Bayes' theorem

A visual way to think about Bayes' theorem, and strategies for making probability more intuitive.

Dec 22, 2019

Lesson by Grant Sanderson

Text adaptation by Josh Pullen

Our goal is for you to come away from this lesson understanding one of the most important formulas in probability, Bayes' theorem.

This is you, soon...

This formula is central to scientific discovery. It's a core tool in machine learning and AI, and it has even been used for treasure hunting! In the 80's a small team led by Tommy Thompson used Bayesian search tactics to help uncover a ship that had sunk a century and half earlier carrying $700,000,000 worth of gold (in today's terms). So it's a formula worth understanding.

But of course, there are multiple levels of understanding:

The simplest form of understanding is just knowing what each part of the formula means, so you can plug in numbers.
Then there's understanding why it's true. Later I'll show you to a diagram that's helpful for rediscovering the formula on the fly as needed, which only really works if you understand the why of Bayes' theorem.
The final level of understanding is being able to recognize when you need to use it.

With the goal of gaining a deeper understanding, you and I will tackle these in reverse order. So before dissecting the formula, or explaining the visual that makes it obvious, I'd like to tell you about a man named Steve.

Steve

Steve is very shy and withdrawn, invariably helpful but with very little interest in people or in the world of reality. A meek and tidy soul, he has a need for order and structure, and a passion for detail.

Some of you may recognize this as an example from a study conducted by the psychologists Daniel Kahneman and Emos Tversky. Their work was a big deal. It won a Nobel prize, and it has been popularized in books like "Thinking, Fast and Slow", "The Undoing Project", and several others. They researched human judgments, with a focus on when these judgments irrationally contradict what the laws of probability suggest they should be.

The example with Steve, the maybe-librarian-maybe-farmer, illustrates one specific type of irrationality.

According to Kahneman and Tversky, after people are given this description of Steve as "meek and tidy soul", most say he is more likely to be a librarian than a farmer. After all, these traits line up better with the stereotypical view of a librarian than of a farmer. And according to Kahneman and Tversky, this is irrational.

Their objection is not that people hold correct or biased views about the personalities of librarians or farmers. It's that almost no one thinks to incorporate information about the ratio of farmers to librarians into their judgments.

In their paper, Kahneman and Tversky said that in the US there are about 20 farmers for every 1 librarian.

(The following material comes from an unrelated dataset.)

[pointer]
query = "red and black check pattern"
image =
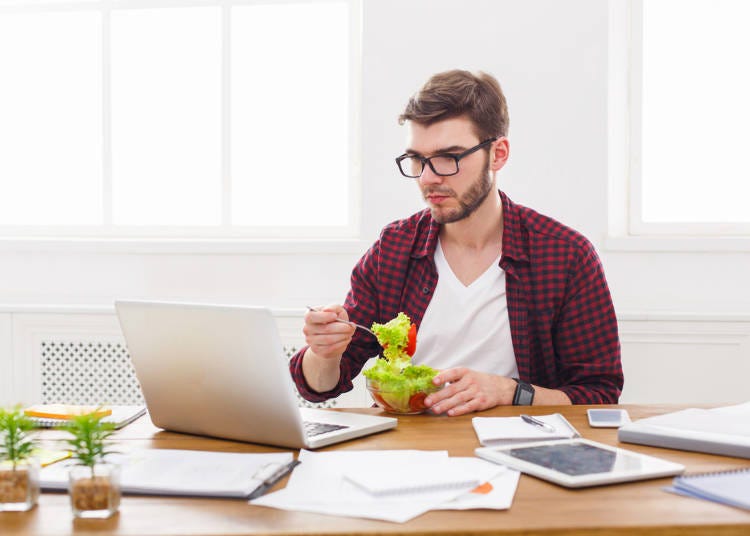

There are many more farmers than librarians.

This overwhelmingly large ratio of farmers to librarians greatly increases the chances that Steve is a farmer, even though his description seems librarian-ish.

To be clear, anyone who is asked this question is not expected to have perfect information on the actual statistics of farmers, librarians, and their personality traits. But the question is whether people even think to consider this ratio when deciding whether Steve is more likely a farmer or librarian.

After all, rationality is not about knowing facts. It's about recognizing which facts are relevant.

Thinking about a sample

If you do think to make this estimate, there's a simple way to reason about the question, which—spoiler alert—involves all the essential reasoning behind Bayes' theorem.

You might start by picturing a representative sample of farmers and librarians. Say, 200 farmers and 10 librarians.

Then when you hear the meek and tidy soul description, let's say your gut instinct is that 40% of librarians would fit that description and that 10% of farmers would.

About 40% of librarians fit the description, but only 10% of farmers do. But that's still more farmers than librarians!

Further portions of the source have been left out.